タイトルは「Crows “count” the number of self-generated vocalizations(カラスは自分が出す声の数を数えている)」だ。
人間の子供でも、最初は数を一つ二つと順番に数えるが、徐々に抽象的な数字が理解できるようになって、イチ、二と数えなくとも数字の意味がわかるようになる。
この幼児の数の数え方はは、カラスにも教えることができ、この研究ではアラビア文字の1、2、3とともに、異なる音を聞かせ、それぞれの数を見たとき、カーという声の数で見た数を表現させることができる。すなわち、2という文字、あるいは2に対応する音を聞いたとき、「カー、カー」と2回答えるように訓練できる。
普通ならカラスは賢いとおしまいにしてしまうのだが、このグループは、訓練しても一定の頻度で間違うことに興味を持った。間違いのほとんどは、「見た or 聞いた」数より少なく、あるいは多く発生してしまうためだ。また、表現する数が多いほど、間違いが多い。
これは、この数え方の特徴で、3を数のシンボルとして理解するのではなく、イチ、二、サンと頭の中でカウントする刺激として理解しているからだ。
とすると、大きい数を見たときほど、頭の中でカウントするので、発声までに時間がかかると予想できるが、その通りで、発声前に数を頭の中でカウントしているのがわかる。
この研究のハイライトは、このカウントした結果を発声につなげるときに、「カー」という音自体と発声までの時間が、数字の大きさに対応するのではないかと着想し、数を「見た or 聞いた」ときの発声を記録し、最初の音のトーンでカラスが理解した数を予測できるか調べ、第一声までの時間とトーンで鳴き声の数を予測できることを見事に示している。
もし最初に頭の中でカウントして数を理解しておれば、なぜ間違うのか。これを解くため、間違った時の、第一声までの時間とトーンを調べると、頭の中では理解できていることが明らかになった。

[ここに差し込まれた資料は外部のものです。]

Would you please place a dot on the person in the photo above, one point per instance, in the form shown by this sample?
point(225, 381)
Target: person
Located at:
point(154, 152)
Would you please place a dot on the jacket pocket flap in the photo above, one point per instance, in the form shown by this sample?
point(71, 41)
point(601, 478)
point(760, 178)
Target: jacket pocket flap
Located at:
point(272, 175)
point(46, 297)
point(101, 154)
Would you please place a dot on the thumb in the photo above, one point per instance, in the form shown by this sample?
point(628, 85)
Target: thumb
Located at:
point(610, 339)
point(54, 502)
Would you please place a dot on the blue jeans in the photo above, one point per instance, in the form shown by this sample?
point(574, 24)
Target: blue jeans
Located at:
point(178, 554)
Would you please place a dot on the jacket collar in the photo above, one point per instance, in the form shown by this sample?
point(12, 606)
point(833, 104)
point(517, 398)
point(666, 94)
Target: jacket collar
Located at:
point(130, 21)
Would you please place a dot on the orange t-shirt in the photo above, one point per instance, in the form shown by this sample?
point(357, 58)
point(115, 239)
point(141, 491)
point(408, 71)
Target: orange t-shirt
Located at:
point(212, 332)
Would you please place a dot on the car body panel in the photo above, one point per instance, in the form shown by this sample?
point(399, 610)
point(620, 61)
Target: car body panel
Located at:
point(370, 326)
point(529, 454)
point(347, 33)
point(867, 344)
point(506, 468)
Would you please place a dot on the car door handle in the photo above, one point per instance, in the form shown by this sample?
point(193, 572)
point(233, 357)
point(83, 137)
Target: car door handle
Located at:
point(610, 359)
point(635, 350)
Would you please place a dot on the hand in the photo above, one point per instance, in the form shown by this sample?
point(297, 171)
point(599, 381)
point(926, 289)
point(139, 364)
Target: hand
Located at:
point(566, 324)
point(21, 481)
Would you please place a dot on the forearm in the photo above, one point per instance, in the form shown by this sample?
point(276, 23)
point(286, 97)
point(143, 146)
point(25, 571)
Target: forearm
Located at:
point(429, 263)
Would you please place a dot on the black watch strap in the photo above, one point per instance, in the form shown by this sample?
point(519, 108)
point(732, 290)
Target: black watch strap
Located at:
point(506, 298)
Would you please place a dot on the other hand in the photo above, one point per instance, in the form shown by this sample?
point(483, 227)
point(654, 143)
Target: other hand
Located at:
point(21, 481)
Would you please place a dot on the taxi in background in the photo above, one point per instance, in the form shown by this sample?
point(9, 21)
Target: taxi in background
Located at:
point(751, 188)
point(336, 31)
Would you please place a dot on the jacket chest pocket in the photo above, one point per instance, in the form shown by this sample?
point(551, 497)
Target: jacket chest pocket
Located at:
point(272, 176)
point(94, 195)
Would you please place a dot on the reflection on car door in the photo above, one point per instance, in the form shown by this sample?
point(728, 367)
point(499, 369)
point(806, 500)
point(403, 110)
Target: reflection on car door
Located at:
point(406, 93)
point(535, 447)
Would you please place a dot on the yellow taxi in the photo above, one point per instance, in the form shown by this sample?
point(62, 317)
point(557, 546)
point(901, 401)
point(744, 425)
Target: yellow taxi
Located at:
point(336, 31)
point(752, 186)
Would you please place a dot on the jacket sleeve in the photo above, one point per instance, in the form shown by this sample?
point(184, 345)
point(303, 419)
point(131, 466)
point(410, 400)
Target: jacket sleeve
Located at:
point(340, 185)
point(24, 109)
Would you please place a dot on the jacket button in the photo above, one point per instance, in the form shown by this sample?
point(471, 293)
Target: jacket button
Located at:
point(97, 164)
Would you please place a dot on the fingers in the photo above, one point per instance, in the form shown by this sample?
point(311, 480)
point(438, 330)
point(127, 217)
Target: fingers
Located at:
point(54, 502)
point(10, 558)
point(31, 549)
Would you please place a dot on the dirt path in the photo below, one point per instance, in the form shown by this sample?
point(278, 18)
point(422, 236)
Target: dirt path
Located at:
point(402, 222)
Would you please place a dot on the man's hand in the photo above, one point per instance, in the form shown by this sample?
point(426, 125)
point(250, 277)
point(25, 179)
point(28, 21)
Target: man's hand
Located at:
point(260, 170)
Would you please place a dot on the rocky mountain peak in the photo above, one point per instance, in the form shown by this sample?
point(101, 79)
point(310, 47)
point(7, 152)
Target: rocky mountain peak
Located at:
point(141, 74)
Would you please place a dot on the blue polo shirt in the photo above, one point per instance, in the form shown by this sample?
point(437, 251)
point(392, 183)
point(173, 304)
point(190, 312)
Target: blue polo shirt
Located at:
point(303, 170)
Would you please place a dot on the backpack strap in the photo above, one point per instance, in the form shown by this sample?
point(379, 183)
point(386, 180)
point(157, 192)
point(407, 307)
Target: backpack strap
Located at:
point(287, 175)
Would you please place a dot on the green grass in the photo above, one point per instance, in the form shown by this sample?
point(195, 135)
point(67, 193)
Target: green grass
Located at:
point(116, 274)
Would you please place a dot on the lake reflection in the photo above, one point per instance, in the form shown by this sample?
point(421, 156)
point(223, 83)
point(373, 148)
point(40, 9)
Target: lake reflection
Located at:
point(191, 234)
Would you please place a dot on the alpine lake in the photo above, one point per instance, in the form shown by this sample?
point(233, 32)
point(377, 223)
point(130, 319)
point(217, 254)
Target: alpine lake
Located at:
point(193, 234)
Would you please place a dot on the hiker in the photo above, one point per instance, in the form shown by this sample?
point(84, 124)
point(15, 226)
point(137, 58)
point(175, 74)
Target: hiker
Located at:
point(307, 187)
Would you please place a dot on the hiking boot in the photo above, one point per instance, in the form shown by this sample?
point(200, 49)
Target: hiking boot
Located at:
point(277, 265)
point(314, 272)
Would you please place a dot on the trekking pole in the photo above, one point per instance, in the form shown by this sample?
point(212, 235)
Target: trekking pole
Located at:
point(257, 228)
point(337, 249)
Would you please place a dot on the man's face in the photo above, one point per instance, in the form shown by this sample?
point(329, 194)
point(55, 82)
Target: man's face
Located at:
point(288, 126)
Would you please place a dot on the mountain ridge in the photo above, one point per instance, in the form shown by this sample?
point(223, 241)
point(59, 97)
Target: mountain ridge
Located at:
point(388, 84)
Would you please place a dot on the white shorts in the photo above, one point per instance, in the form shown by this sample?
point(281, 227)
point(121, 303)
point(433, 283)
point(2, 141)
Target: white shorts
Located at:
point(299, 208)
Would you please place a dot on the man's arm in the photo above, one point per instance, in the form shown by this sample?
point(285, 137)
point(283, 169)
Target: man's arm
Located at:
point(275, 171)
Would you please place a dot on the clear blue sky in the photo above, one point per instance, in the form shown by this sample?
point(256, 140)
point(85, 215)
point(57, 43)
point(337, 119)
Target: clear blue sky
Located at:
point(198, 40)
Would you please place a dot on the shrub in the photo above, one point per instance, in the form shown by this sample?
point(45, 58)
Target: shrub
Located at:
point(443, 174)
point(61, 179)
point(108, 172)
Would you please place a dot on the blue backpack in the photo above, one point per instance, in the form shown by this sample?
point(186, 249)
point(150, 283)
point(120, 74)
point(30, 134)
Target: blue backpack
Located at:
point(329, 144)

とすると、最初は3回鳴こうと決めたのに、途中で4回になってしまうことになる。
このときの、身体の動き、声のトーン、数など様々なパラメータを記録して、答えを発声しているときの反応を3次元空間に投射すると、間違う場合、例えば2回目の鳴き声と3回目の鳴き声がこの空間上で極めて近接してしまい、通常の3回目と認識できないため、3回発声しても2回と勘違いして答えていることがわかる。この間違いの原因には、例えば首が動くなど他の要因が発声に影響したと考えられる。
以上が結果で、極めて単純だがカラスの反応を、人工知能にインプットすることで、カラスの頭の中で起こっていることを解析するという、まさに AI 時代の脳研究を代表する研究のように思う。
以前、言語の発声を子供の経験をニューラルネットにインプットすることで調べる画期的研究を紹介したが、おそらく数の認識、空間の認識、そして時間の認識なども、脳と AI を一対一で対応させることで、明らかにされる時代が来たように思える。